But the ongoing recovery in tourist arrivals from China, bolstered by the Singapore-China visa exemption, as well as popular concert events such as Taylor Swift’s The Eras Tour, could provide some cushion to the accommodation and F&B sectors, he said.

Meanwhile, the forecast for non-oil domestic exports stayed the same at 6 per cent.

The expected overall unemployment rate for the year was also unchanged at 2.1 per cent.

In Q1 2024, GDP is expected to rise by 2.6 per cent on year. Headline inflation for the quarter is predicted to be 3.6 per cent year on year, and core inflation is forecast at 3.4 per cent.

Some expectations of monetary policy loosening

Amid the slightly more positive growth and inflation outlooks, most respondents expect monetary policy to remain unchanged in April’s upcoming policy meeting – the second in MAS’ new schedule of quarterly rather than biannual meetings.

Only one respondent expects policy to be loosened in April, via a reduction in the slope of the Singapore dollar nominal effective exchange rate (S$NEER) policy band.

In general, expectations for monetary policy loosening have shifted later into the year. In the previous survey, changes in July and October were each expected by about a fifth of respondents.

In the latest survey, some 14.3 per cent expect monetary loosening in July via a S$NEER slope reduction, and 30 per cent expect it in October.

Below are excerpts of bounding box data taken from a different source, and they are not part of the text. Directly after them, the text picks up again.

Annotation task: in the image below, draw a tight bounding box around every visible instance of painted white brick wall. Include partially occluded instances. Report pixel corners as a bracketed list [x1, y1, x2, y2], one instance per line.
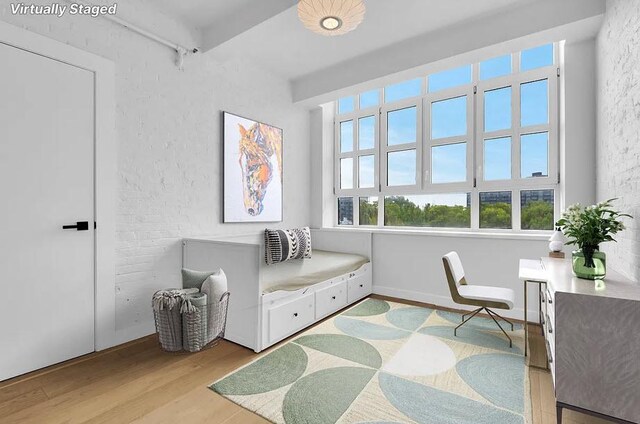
[0, 0, 310, 341]
[597, 0, 640, 281]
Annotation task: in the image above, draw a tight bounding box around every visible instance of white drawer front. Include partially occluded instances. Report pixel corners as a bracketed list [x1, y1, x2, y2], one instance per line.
[316, 281, 347, 319]
[269, 293, 315, 343]
[347, 266, 372, 303]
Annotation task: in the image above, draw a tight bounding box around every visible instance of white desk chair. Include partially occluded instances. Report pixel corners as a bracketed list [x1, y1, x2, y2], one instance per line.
[442, 252, 515, 347]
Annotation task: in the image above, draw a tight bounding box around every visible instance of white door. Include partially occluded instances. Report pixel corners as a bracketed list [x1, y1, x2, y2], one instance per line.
[0, 43, 95, 380]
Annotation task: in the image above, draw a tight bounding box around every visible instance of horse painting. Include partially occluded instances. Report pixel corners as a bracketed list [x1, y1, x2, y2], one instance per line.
[238, 122, 282, 216]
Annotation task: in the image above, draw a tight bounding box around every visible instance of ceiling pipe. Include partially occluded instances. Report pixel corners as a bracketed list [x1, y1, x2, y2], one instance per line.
[65, 0, 198, 70]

While none of the respondents expect a re-centring of the policy band in April, one foresees it being re-centred lower in July, and one expects this in October. None expect an adjustment to the width of the S$NEER.

“A flattening of the policy slope appears to be the most likely option, albeit it may not materialise anytime soon,” said Ling.

In its two meetings in 2023, as well as its January 2024 one, MAS kept policy unchanged, after five successive tightening moves in 2021 and 2022.

External growth remains the top risk to forecasts

External growth remained the most-cited risk to forecasts – both the downside risk of a slowdown and the upside risk of better-than-expected external growth.

An external growth slowdown was named as a downside risk by half of respondents, though this was down from 81.3 per cent in the last survey. It was cited as the top risk by 28.6 per cent.

Geopolitical tensions were also flagged by half of those surveyed. It was named as the top risk by 21.4 per cent of respondents, similar to inflationary pressures.

In view of the global economic uncertainty, growth improvement will likely be fragile this year, warned DBS’ Chua.

For upside risks, 71.4 per cent highlighted better-than-expected external growth, up from 60 per cent in December.

But only 28.6 per cent of respondents thought this was the top upside risk. Instead, 42.9 per cent said it was the tech-cycle recovery – which was cited by 57.1 per cent of respondents as an upside risk in general.